La monarquía no se elige democráticamente, sino indirectamente, cuando se votó la Constitución, así que en ese sentido no surge de la sociedad, sino de una familia. Al margen de su oportunidad o de su inoportunidad, la monarquía es un anacronismo. Otra cosa es que sea un anacronismo que cumple una función, que eso se puede discutir, pero que alguien sea la máxima autoridad de un país porque es hijo de otro remite a los primeros tiempos de la humanidad o a la Edad Media. Eso sin valorar la función de la monarquía o del monarca en concreto.
Y sin contar con si hay o no corrupción de por medio.
Bueno, pero eso no es implícito a la monarquía; en las repúblicas también hay corrupción, y el que haya un monarca corrupto no inhabilita la institución como tal, de la misma manera que el hecho de que haya un monarca honrado no justifica históricamente la pervivencia de una forma de gobierno que se remite a un pasado lejano.
Estos días se está hablando mucho de la llamada Ley Celaá y a veces se plantea como si fuese una amenaza a la lengua española.
Nos hemos habituado a vivir en un país en el que todo son amenazas y donde todo se manipula en lo peor de la lucha política. El español, o el catalán o el francés van a pervivir pese a quien pese, o no van a pervivir pese a quien pese, porque las lenguas son organismos vivos que genera la sociedad que las habla y, del mismo modo que no se puede meter el mar en un caldero, no se puede ni doblegar una lengua ni imponerla.
Todo esto es un debate absurdo, por no entrar en las pequeñas cuestiones de veracidad. Lo que nadie está diciendo ahora es que en las anteriores leyes de educación no se establecía la preeminencia del español como lengua vehicular, y se estableció con la ley de 2013 del ministro Wert. E igual que lo estableció ahora lo pueden quitar.

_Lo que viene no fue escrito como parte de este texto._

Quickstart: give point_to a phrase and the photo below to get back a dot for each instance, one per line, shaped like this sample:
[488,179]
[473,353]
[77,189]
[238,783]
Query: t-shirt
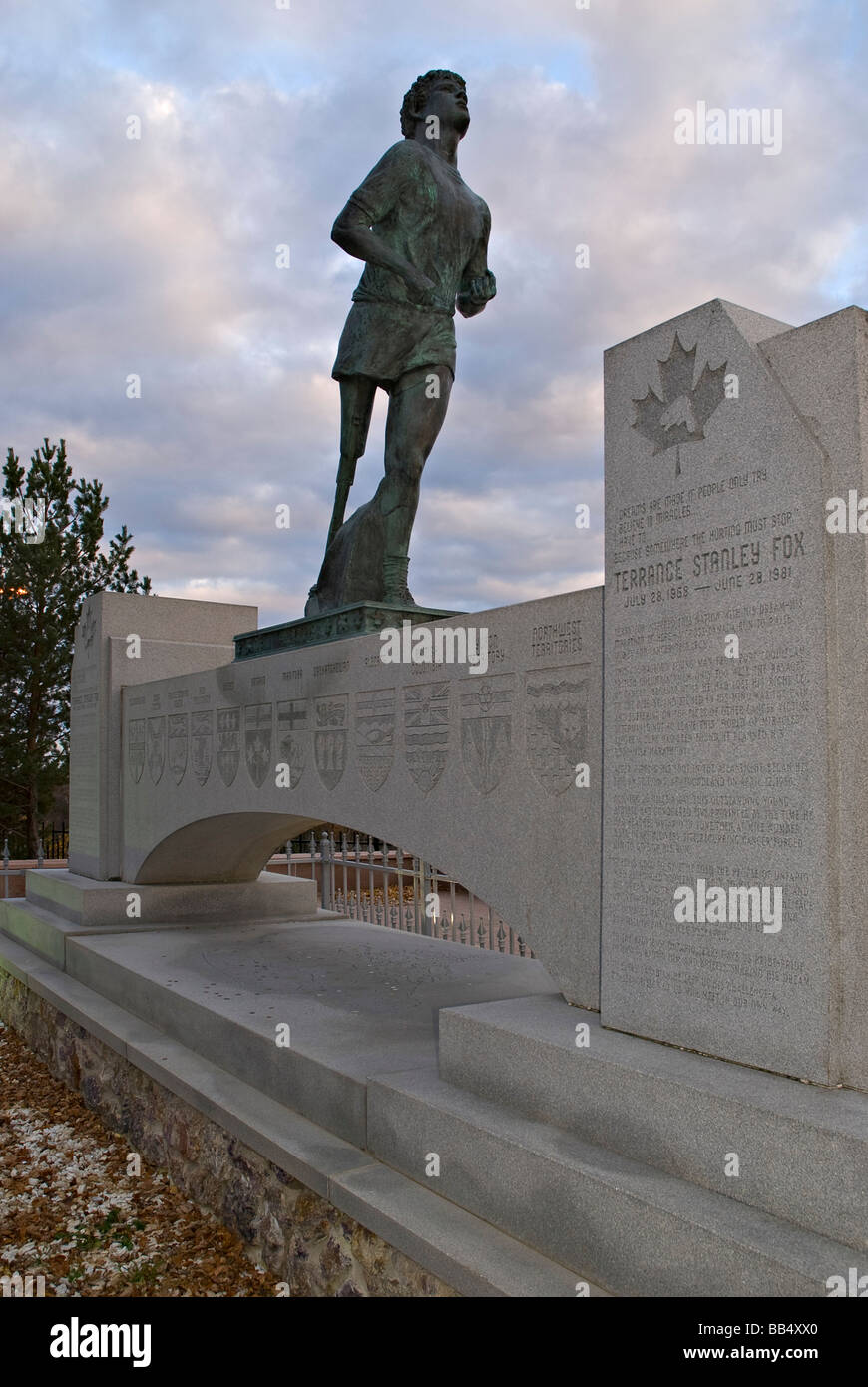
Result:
[422,209]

Creo que el problema de fondo detrás de las leyes de educación viene del anacronismo de que las órdenes religiosas estén todavía controlando parte de la educación, cosa que en Francia, para no irnos muy lejos, sería inviable. La religión tiene su ámbito, que es el de la privacidad, y todo el mundo tiene derecho a profesar la religión que quiera, pero el Estado permanece al margen de la formación religiosa. Esa es la verdadera lucha en la ley de Educación; en el fondo, lo del castellano es lo que menos les importa a los partidos españoles más afines a la derecha ideológica. Lo que se está discutiendo es la tarta de la distribución de la educación y, sobre todo, el control de gran parte de la educación y de la ideología por órdenes religiosas y por grupos de poder. Mientras eso siga siendo así, mientras España no sea un país aconfesional, laico, de verdad, seguiremos en esta disputa eternamente.
Sostiene, entonces, que en estos colegios religiosos se vehicula una ideología concreta.
Por supuesto. ¿Por qué crees que tienen tanto interés en seguir controlando parte de la educación? Aparte del negocio económico, lo que hay detrás es el interés por controlar la formación ideológica de los niños y de los jóvenes por parte de órdenes religiosas y grupos de poder. Esa es la cuestión en disputa; lo demás son juegos florales. Lo que busca la religión católica, la Iglesia católica, es seguir controlando la formación ideológica y religiosa de los niños españoles.
A usted ya le acusaron de anticlericalismo por decir en una entrevista que la Iglesia había secuestrado las catedrales...
Sí, pero es verdad lo que dije. Durante la pandemia, leí que los obispados se lamentaban de las pérdidas económicas que había supuesto la pandemia para la recaudación turística de las catedrales. No soy anticlerical, pero no oí a una sola autoridad eclesiástica levantar la voz para poner a disposición del Estado español los inmuebles que tienen, monasterios o conventos vacíos, por si se necesitaban como hospitales o para alojar a gente, por ejemplo. Si decir esto es anticlerical, seré anticlerical.